Parmi les livres forcément disparates rangés près du lit qui fut le nôtre pendant quelques jours, il y avait ce Que Sais-Je ? de 1948. On l'a ouvert, feuilleté et on est tombé en arrêt sur un chapitre consacré à un certain Ibn Batouta (sic), un Tangérois docteur en droit et en théologie (1304-1369) qui selon Wikipédia parcourut près de 120 000 kilomètres en 29 ans. Le nom, irrésistiblement, et pour des raisons diverses, nous a aussitôt fait penser à Borgès. Et chose curieuse, l'évocation du parcours ahurissant de ce touriste d'un autre temps semble tout droit sortie d'un des textes du grand Argentin. On a hâte à présent de lire Ibn Battuta dans le texte...

(...) Il passe à Sinope, dont l'émir vit de piraterie et coule les vaisseaux adverses en les faisant percer par des plongeurs durant la bataille. Il atteint la Crimée et voyage, au pays du sultan Mohammed Uzbek-khan, dans une tente montée sur char à la mode des Tartares. Reçu par le sultan, il admire sa capitale démontable, sa vaisselle d'or et ses richesses venant d'Inde et de Chine.
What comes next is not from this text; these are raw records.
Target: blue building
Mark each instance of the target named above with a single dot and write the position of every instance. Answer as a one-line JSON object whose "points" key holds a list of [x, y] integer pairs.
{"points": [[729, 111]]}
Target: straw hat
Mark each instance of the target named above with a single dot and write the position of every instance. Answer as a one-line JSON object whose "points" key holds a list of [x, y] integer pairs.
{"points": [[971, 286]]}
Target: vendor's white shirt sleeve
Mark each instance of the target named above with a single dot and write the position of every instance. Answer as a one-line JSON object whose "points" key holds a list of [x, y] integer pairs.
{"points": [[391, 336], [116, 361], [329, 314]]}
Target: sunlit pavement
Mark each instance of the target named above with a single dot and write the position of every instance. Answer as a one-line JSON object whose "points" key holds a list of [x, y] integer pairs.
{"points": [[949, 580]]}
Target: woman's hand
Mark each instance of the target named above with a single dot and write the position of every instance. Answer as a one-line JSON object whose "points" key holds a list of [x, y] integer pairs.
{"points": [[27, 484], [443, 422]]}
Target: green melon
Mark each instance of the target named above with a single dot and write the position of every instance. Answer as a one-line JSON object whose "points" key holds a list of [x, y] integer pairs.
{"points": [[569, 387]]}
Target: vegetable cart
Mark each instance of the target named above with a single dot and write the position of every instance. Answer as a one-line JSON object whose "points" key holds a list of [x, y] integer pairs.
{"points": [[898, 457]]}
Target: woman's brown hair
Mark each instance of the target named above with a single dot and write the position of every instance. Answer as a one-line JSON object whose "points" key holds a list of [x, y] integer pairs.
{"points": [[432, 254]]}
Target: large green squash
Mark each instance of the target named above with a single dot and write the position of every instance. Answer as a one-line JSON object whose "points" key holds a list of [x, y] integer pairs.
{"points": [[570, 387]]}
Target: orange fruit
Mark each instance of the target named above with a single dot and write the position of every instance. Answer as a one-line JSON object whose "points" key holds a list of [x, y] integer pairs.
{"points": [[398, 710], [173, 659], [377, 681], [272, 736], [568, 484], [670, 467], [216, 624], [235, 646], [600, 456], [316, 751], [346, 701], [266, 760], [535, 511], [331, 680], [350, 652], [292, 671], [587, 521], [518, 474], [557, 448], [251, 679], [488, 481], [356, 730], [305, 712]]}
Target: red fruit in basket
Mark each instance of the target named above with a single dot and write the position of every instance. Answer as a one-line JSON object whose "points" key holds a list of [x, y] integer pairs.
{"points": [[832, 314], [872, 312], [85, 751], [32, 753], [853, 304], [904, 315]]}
On le conduit jusqu'à Boulgar où les nuits sont courtes et il voudrait aller jusqu'au "pays du crépuscule" où la glace oblige à changer les chevaux contre des chiens. Il renonce à cet effort, revient au Kiptchak où il sollicite l'autorisation de suivre à Constantinople l'une des épouses du sultan, fille de l'empereur Andronic III. En compagnie de la princesse Baïloun, parmi cinq cents cavaliers, deux cents esclaves, deux mille chevaux, trois cents boeufs, deux cents chameaux, quatre cents voitures et une mosquée démontable, il suit le rivage de la mer Noire, traverse les bouches du Danube et arrive dans Constantinople dont les cloches ébranlent l'horizon. S'il ne peut visiter Sainte-Sophie parce que musulman, il est introduit à la cour et reçu avec honneur.
Après un mois de séjour, il reprend en plein hiver la route du Kiptchak, enveloppé de peaux de loups et la barbe pleine de glaçons. Par la Volga et Boukhara, il arrive à Samarkande, une des plus belles villes de la terre, aux palais et aux jardins magnifiques, aux nombreux moulins construits sur la rivière du Potier. De là il atteint l'Indus, séjourne trois ans à Delhi où il est nommé cadi et se fait bien voir du terrible sultan Mohammed Châ dont les éléphants lancent en l'air les condamnés à mort et les reçoivent sur leurs défenses garnies de poignards.

Commentaires

  1. Je ne savais pas les Que sais-je? aussi lyrique.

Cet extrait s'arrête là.